Jesse Unruh, a devotee of politics and power

`MONEY is the mother's milk of politics,'' quipped Jesse Unruh almost three decades ago. This catch phrase quickly became, and still is, a rallying cry for politicians the nation over.

Mr. Unruh, for 40 years a Democratic state lawmaker - and one-time nationally publicized ``Big Daddy'' of the California Legislature - was disputably this state's second-most influential contemporary political figure, after Ronald Reagan. When he passed away here last week, he was holding the office of state treasurer, a job he reshaped over 13 years into one of California's most important political posts.

In 1985, a prestigious investor magazine suggested that Unruh might be ``the most politically powerful public financial officer outside the US Treasury.'' He controlled billions in state funds, and other states have adopted his investment approach, which substantially protected workers' pension funds.

For Unruh, power was the name of the game. He shamelessly craved it; usually he extolled it; but he often sharply criticized its misuse.

As speaker of the California Assembly in the 1960s, he used his political clout to stretch budget appropriations for education, to push through social legislation to better the plight of the poor, and to reorganize California's Legislature into a full-time professional institution.

Much of his reform came during the gubernatorial reign of Ronald Reagan, Unruh's chief ideological nemesis and longtime political opponent.

The Assembly speaker and the now-occupant of the White House Oval Office were friendly enemies.

When Unruh unsuccessfully challenged Mr. Reagan for the governorship in 1970, he criticized the conservative incumbent as a champion of the rich and privileged who, he claimed, ignored the ``little man'' and didn't understand his problems.

The outspoken, sometimes blustery and earthy-talking Democrat was, however, no competition at the polls for the charismatic Republican. Reagan went on to a second gubernatorial term - afterward he launched his first, albeit losing, bid for the GOP presidential nomination in 1976.

Meanwhile, Unruh tried for the mayor's post in Los Angeles. He was defeated, however, by Tom Bradley - who is still mayor.

Unruh was born in humble circumstances, and his parents lost their Kansas wheat farm in the Great Depression. He picked cotton as a child, became the first member of his family to graduate from high school, and later migrated to California, where he put himself through college.

As a state lawmaker, Unruh was devoted to social justice, particularly to bettering the plight of blacks, Mexican-American farm workers, and the underprivileged in general.
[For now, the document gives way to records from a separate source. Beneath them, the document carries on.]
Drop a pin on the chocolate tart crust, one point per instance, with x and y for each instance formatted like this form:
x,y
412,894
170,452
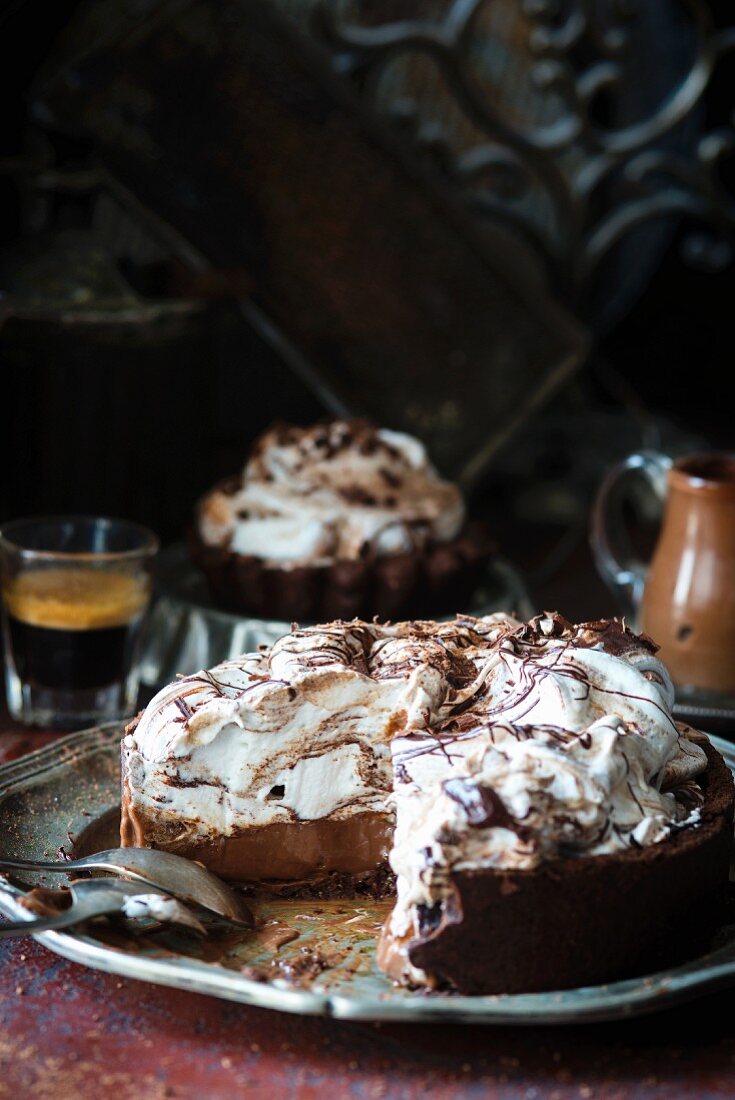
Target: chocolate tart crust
x,y
581,922
355,846
437,579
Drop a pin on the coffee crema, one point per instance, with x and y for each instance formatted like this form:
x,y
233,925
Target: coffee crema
x,y
75,598
74,629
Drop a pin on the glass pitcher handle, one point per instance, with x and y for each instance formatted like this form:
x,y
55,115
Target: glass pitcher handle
x,y
611,545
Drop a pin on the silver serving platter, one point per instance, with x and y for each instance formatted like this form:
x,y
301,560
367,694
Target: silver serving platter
x,y
186,633
70,790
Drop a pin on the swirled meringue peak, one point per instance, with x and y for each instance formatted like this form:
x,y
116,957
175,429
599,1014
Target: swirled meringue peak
x,y
494,743
333,492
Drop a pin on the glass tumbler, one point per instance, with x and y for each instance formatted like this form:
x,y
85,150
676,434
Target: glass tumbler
x,y
75,591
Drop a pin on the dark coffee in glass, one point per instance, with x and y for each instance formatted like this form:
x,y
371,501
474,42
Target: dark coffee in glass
x,y
73,619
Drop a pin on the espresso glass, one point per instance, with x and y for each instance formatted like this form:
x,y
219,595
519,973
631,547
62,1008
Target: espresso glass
x,y
75,592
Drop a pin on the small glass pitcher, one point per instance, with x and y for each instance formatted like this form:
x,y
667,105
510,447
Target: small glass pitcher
x,y
686,597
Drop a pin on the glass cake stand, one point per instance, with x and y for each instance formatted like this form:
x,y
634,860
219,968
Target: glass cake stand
x,y
186,631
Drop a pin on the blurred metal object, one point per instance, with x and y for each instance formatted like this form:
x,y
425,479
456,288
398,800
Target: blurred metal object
x,y
186,633
228,123
573,125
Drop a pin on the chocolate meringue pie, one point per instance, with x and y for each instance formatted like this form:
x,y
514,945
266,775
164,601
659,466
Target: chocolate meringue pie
x,y
548,822
336,520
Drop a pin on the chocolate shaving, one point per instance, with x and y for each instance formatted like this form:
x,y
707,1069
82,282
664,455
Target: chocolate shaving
x,y
484,809
184,707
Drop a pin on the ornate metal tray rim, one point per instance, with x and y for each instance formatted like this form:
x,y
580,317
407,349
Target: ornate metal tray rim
x,y
616,1000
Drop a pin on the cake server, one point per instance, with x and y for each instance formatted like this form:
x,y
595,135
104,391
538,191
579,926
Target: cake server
x,y
101,897
179,877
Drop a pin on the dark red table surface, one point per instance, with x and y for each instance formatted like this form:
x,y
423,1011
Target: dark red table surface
x,y
68,1032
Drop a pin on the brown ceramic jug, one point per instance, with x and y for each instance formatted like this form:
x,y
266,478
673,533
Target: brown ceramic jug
x,y
686,598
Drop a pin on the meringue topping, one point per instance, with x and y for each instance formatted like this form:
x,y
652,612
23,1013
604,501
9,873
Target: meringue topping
x,y
333,492
505,744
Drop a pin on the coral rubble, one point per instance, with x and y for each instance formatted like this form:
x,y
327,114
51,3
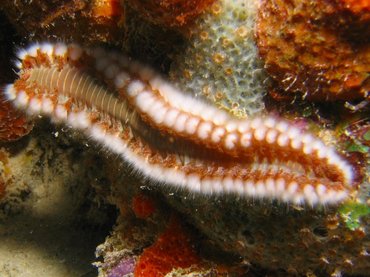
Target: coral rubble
x,y
305,50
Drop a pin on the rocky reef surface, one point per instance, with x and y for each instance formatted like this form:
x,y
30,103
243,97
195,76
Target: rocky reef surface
x,y
64,199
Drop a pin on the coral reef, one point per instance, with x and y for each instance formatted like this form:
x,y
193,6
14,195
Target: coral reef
x,y
170,13
173,249
54,183
50,224
220,60
299,240
82,21
305,52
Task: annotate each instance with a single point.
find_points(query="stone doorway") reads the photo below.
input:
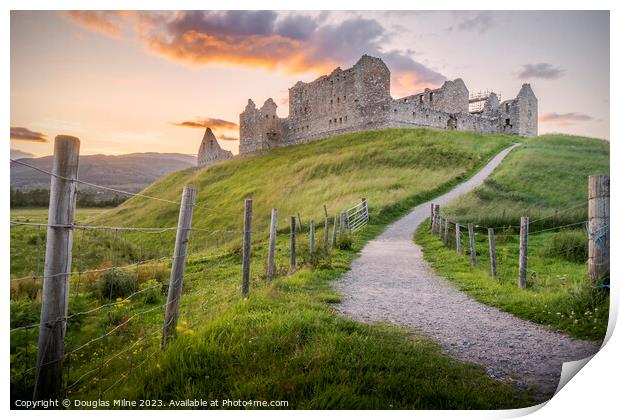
(452, 122)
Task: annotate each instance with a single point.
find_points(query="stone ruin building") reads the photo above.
(359, 99)
(210, 151)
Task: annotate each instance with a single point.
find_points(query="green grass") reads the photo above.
(285, 341)
(540, 179)
(546, 177)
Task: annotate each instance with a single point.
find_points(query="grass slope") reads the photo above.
(285, 341)
(545, 178)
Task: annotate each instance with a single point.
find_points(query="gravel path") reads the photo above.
(392, 282)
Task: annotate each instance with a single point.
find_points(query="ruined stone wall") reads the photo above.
(261, 129)
(359, 99)
(210, 151)
(339, 101)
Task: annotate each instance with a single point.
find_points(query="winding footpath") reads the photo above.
(391, 282)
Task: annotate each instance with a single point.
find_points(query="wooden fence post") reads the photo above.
(247, 241)
(326, 232)
(175, 286)
(472, 244)
(492, 258)
(52, 329)
(335, 233)
(272, 244)
(598, 224)
(292, 244)
(523, 251)
(457, 236)
(311, 237)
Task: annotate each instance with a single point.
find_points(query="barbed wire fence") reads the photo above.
(464, 237)
(96, 272)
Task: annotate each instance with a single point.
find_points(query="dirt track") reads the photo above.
(392, 282)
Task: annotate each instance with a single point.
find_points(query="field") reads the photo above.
(545, 179)
(285, 341)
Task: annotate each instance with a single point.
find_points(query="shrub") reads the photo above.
(570, 245)
(117, 284)
(153, 295)
(345, 241)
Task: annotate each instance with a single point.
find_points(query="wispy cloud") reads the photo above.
(473, 21)
(107, 22)
(213, 123)
(540, 71)
(569, 118)
(295, 43)
(20, 154)
(24, 134)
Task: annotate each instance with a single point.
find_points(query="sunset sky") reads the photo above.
(127, 82)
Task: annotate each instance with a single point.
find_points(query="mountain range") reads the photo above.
(131, 172)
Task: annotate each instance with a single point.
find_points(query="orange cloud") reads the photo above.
(294, 43)
(213, 123)
(107, 22)
(24, 134)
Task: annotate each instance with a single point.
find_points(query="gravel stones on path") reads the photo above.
(391, 282)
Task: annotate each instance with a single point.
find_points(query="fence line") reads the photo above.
(50, 384)
(90, 184)
(598, 237)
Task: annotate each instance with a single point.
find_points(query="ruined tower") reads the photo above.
(210, 151)
(359, 98)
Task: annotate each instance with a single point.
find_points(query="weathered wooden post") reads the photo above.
(326, 232)
(523, 251)
(472, 244)
(365, 206)
(175, 287)
(272, 244)
(335, 233)
(54, 304)
(598, 224)
(311, 237)
(247, 240)
(492, 258)
(292, 244)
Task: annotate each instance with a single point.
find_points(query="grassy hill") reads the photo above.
(546, 179)
(285, 342)
(392, 168)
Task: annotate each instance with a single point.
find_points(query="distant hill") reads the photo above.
(20, 154)
(132, 172)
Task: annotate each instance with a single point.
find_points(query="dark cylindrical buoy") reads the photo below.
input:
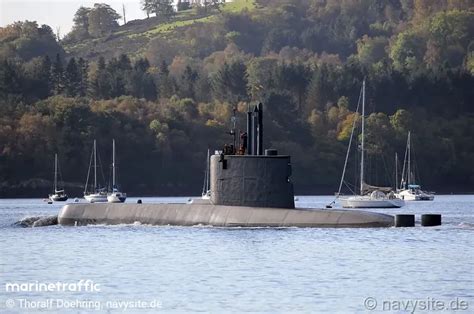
(404, 220)
(430, 220)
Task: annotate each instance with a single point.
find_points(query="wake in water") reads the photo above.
(37, 221)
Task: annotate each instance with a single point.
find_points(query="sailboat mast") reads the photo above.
(55, 172)
(113, 163)
(95, 166)
(362, 142)
(208, 174)
(409, 158)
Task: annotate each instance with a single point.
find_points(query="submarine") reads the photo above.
(250, 187)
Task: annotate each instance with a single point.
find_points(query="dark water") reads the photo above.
(234, 270)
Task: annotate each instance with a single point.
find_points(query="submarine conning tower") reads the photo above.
(247, 176)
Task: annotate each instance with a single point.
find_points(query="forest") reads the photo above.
(165, 89)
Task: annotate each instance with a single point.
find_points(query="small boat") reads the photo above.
(115, 196)
(58, 195)
(370, 196)
(410, 191)
(97, 194)
(206, 188)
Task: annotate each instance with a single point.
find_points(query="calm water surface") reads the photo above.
(237, 269)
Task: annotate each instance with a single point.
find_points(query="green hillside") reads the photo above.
(134, 37)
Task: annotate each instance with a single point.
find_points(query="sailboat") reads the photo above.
(58, 195)
(410, 191)
(97, 194)
(370, 196)
(115, 196)
(206, 188)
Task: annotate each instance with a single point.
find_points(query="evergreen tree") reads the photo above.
(100, 82)
(83, 68)
(102, 20)
(81, 23)
(161, 8)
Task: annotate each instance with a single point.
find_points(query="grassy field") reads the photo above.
(143, 31)
(186, 18)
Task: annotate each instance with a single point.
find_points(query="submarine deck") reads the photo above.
(218, 216)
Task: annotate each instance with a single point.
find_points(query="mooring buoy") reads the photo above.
(430, 220)
(404, 220)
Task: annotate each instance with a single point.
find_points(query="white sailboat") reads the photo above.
(97, 194)
(370, 196)
(409, 191)
(58, 195)
(115, 196)
(206, 188)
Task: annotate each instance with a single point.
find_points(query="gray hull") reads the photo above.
(218, 216)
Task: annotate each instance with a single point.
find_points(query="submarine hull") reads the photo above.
(217, 215)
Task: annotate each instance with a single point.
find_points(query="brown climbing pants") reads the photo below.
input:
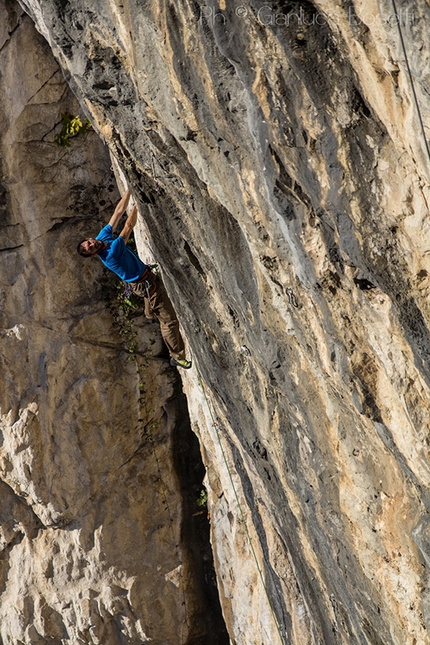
(157, 303)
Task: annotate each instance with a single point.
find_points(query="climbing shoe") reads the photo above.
(181, 362)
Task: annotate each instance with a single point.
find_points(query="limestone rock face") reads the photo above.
(280, 165)
(98, 464)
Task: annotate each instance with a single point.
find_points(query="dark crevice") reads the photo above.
(195, 531)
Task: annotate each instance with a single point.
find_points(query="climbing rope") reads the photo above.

He believed his most effective weapons were ``money'' and ``power.''

``Money runs the country,'' he once said. ``The Democrats have been wrong in putting too much emphasis into politics and not enough into money.''

Later in his career he conceded, however, that he personally earned very little money during most of his life. ``Now that I have found out I can make it, it bores me,'' he said.

Unruh much preferred power. He lectured political pros, newly elected lawmakers, and Ivy League students on its importance for success in the public forum.

But he flatly rejected what he said was a press-invented image of himself as a ruthless power-broker. He also warned that politics and political power could become a ``narcotic.''

``Try it and it may hook you,'' he said.

Jesse Unruh had an unusual ability to laugh at himself.

His relationship with Governor Reagan was much like what congressional leader Thomas P. (Tip) O'Neill's would later be with President Reagan. They could sharply attack each other's policies, but at the same time maintain mutual respect and goodwill.

In the late 1960s, at a surprise birthday party for the then-governor in the Sacramento Capitol, aides and reporters urged the California chief executive to blow out the candles on his cake and make a wish.

Reagan did so. ``What did you wish?'' he was asked. No matter - said the governor, in mock disappointment. ``It didn't work. He's still here,'' he added, nodding toward Unruh.

Reagan's most formidable nemesis enjoyed a hearty laugh. At Unruh's death the President particularly noted his one-time opponent's devotion to California and the public he served.